Ela estava batendo a massa do bolo de maneira mecânica e tão perdida em seus pensamentos que quase não ouvira o celular tocar. Foi bem de repente que despertou e correu até o quarto para atender a chamada. Pensara ser Clarice, na verdade não era. Uma expressão azeda pairou em sua face. Olhou para o relógio e constatou que mais trinta minutos haviam se passado. Não era possível, realmente não era possível que Clarice fosse fazer aquilo com ela. A raiva brotara em seu peito. Pensamentos ruins em sua mente. Talvez Clarice não estivesse mesmo nem aí para nada, muito menos para ela. É, Clarice tinha sua vida, seus interesses, seus trabalhos, sua solitude, seus outros amores que, agora ela tinha certeza, eram mais importantes. Pegou mais um cigarro, foi até a varanda, acendeu com a última tala da caixa de fósforos.

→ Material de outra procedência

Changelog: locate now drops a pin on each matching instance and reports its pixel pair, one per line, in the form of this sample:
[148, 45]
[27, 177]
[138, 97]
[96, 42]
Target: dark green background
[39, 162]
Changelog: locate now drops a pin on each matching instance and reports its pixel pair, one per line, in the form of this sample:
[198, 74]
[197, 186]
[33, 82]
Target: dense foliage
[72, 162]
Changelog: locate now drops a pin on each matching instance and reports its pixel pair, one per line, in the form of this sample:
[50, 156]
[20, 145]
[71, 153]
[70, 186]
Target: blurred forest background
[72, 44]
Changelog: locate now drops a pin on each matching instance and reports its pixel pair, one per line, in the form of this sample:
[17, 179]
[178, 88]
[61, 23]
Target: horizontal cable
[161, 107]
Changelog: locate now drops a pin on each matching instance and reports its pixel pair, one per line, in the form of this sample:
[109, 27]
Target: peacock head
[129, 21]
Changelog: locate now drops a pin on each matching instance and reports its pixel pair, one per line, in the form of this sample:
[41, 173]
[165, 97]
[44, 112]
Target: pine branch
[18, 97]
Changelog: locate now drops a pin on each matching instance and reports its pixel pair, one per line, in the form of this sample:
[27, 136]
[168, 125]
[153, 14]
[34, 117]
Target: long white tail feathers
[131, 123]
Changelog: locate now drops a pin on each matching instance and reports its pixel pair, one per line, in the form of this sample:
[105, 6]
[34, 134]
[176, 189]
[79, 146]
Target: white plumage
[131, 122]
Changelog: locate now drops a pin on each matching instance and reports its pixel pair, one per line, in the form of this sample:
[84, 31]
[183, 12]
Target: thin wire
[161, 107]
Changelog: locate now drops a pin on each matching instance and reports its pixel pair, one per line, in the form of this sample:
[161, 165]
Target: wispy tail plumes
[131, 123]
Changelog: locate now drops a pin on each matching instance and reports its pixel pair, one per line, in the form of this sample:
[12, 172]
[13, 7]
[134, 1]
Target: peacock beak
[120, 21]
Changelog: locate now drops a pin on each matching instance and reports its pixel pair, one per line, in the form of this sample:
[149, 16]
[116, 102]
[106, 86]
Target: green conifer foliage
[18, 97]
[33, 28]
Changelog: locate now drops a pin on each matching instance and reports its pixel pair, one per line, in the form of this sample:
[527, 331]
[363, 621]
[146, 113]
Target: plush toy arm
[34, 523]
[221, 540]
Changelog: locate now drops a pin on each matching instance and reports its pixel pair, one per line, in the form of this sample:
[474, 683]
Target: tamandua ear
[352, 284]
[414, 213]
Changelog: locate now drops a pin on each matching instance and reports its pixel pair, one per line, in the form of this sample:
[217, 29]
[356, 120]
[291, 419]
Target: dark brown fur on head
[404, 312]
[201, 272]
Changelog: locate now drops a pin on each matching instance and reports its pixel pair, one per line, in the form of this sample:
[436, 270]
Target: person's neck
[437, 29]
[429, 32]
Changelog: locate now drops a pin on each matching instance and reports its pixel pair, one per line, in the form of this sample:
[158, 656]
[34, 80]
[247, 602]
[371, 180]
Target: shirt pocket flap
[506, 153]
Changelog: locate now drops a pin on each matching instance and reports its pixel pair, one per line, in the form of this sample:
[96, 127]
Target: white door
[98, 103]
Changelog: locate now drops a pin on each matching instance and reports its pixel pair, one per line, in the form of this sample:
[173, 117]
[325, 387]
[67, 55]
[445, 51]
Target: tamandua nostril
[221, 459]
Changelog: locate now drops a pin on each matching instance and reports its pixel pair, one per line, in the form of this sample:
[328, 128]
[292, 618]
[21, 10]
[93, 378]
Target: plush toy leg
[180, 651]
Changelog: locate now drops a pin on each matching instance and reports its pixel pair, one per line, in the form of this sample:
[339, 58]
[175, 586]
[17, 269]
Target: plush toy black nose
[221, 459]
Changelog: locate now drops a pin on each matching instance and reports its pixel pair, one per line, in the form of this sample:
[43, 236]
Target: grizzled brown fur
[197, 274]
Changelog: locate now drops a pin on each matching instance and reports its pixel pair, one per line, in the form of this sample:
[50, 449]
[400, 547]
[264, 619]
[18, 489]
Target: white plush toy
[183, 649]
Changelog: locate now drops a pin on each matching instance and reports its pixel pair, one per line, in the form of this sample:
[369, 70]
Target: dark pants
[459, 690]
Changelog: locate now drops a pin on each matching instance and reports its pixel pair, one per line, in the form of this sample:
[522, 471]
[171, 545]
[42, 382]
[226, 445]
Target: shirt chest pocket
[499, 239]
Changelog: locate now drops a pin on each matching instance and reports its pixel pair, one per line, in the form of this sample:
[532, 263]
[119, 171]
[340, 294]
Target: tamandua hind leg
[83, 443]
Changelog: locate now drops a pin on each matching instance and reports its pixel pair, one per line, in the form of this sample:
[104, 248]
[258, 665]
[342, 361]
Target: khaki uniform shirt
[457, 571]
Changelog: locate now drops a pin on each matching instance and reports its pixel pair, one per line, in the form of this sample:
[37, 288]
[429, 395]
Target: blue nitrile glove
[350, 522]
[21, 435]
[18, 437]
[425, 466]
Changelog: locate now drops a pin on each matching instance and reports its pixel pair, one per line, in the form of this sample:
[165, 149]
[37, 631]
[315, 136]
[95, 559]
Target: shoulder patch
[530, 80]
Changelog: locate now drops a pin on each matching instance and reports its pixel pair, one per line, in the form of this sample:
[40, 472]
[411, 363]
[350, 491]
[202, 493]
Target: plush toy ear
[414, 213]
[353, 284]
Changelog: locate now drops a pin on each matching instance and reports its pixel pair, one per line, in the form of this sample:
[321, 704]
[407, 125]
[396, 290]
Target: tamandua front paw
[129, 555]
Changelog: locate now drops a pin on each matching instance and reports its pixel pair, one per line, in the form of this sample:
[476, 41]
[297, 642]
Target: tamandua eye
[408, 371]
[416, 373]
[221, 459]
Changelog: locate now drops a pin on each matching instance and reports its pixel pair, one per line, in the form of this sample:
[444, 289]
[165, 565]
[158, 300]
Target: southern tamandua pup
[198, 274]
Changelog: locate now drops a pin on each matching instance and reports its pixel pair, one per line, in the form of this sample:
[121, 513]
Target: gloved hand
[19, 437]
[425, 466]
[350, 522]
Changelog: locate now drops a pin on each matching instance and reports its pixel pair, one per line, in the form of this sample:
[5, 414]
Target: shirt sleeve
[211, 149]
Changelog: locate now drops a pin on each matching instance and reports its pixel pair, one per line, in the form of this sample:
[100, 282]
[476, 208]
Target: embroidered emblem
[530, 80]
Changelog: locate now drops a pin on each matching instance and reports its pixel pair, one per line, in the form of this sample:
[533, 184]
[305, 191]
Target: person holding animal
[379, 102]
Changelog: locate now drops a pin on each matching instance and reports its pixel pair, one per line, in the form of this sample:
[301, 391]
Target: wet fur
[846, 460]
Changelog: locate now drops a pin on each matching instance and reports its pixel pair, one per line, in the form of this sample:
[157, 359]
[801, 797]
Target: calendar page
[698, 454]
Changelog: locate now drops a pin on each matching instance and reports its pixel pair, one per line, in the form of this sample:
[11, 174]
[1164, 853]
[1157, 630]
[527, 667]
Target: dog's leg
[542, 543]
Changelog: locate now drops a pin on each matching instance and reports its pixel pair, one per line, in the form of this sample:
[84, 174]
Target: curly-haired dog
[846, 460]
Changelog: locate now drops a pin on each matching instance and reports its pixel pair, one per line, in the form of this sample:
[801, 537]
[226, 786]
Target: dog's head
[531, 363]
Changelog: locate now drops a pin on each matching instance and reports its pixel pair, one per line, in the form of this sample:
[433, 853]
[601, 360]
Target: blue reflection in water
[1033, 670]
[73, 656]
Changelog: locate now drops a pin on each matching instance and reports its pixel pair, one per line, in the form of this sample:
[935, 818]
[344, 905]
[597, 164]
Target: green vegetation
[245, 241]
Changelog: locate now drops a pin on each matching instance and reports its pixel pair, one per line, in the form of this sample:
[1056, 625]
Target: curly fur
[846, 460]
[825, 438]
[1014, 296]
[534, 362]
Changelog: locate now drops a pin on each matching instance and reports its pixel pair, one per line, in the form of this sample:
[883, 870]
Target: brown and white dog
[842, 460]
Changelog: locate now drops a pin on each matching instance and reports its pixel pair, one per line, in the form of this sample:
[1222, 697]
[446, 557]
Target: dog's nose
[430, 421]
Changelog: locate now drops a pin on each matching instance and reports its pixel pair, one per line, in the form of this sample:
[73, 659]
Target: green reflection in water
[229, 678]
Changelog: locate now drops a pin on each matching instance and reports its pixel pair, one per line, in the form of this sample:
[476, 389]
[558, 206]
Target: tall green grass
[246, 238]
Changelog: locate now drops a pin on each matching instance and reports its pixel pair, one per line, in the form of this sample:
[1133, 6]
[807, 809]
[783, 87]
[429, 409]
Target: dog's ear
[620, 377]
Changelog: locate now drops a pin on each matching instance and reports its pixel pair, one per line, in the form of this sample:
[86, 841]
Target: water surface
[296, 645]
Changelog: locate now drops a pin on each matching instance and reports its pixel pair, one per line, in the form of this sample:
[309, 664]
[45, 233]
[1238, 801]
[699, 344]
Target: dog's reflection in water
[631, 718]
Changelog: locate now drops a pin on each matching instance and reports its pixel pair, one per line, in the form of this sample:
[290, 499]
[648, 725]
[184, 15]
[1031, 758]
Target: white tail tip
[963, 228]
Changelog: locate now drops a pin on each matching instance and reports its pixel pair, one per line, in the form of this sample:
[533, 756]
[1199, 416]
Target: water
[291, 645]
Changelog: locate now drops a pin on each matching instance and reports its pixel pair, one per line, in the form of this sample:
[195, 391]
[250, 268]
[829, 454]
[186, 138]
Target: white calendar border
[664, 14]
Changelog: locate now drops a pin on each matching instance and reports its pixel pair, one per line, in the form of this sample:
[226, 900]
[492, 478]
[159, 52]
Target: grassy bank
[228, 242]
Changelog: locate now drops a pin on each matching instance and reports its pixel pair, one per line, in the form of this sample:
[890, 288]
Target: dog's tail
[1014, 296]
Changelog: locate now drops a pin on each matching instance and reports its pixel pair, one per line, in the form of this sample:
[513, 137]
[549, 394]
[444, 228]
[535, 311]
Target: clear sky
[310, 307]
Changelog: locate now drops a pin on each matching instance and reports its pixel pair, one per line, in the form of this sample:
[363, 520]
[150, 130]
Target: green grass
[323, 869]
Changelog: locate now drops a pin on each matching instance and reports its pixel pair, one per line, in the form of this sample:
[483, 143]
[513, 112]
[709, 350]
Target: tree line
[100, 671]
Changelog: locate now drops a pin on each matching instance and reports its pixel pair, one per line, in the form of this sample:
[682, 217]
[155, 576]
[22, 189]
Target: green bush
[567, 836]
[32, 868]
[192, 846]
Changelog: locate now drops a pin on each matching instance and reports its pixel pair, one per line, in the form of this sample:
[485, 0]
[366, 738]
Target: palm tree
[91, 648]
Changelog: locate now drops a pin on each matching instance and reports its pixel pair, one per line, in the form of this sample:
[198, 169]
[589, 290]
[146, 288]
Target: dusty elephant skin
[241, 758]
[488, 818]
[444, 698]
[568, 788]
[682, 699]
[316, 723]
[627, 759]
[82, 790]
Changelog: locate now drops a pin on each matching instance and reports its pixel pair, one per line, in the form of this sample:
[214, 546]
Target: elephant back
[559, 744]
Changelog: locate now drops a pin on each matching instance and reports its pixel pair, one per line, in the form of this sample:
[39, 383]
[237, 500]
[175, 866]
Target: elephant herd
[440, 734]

E ela, o que tinha ela afinal? Além das coisas, dos encontros casuais, o que lhe sobrava de seu? E por que essa entrega contida? Trauma de algumas lembranças do passado? Medo da dor? Do desamor? Do desafeto? Ou medo justamente do contrário? Medo do apego e da paixão e da necessidade de pertencimento? Era sempre assim, ela dizia não querer se envolver com a sedução mundana, mas era tudo mais forte do que ela. Aí depois, quando se dava conta do tanto que estava submersa nas situações, prontamente colocava uma muralha ao seu redor. A muralha era impenetrável. Os que estavam de fora não entendiam. Ela que estava dentro sofria calada.

Voltou com passos lentos até a cozinha, olhou para a massa amarelada do bolo tropical. Uma lágrima que saiu de seus olhos caiu na mistura, porém ela não viu. Estava procurando uma assadeira. Assim que a achou, ligou o forno e deixou o bolo lá por quase uma hora, até que pudesse ficar no ponto. Sua cabeça estava a mil e, embora tentasse se auto convencer de que já não queria mais contato com Clarice, em seu coração ainda havia a falsa esperança de que ela aparecesse. Bem no seu íntimo torcia baixinho para que Clarice aparecesse. Ela precisava aparecer e lhe resgatar de todas aquelas incertezas e receios de existência. Não, não era isso que ela queria. Na verdade era, mas ela tentava resistir com todas as forças. Porque ela se achava forte e não precisava de mais ninguém, muito menos de Clarice. Clarice inconstante. Clarice intensa. Clarice carregada de palavras que a seduzia e depois a assustava, a fazia recuar.

O despertador apitou. Já era hora de tirar o bolo do forno. Ela pegou uma luva e um pano de prato, tirou a assadeira com cuidado e colocou em um descansador em cima da pia. Olhou pela última vez para a porta fechada que não se abria com a vinda de Clarice, pegou uma faca e cortou uma fatia do bolo tropical. Ele estava solado.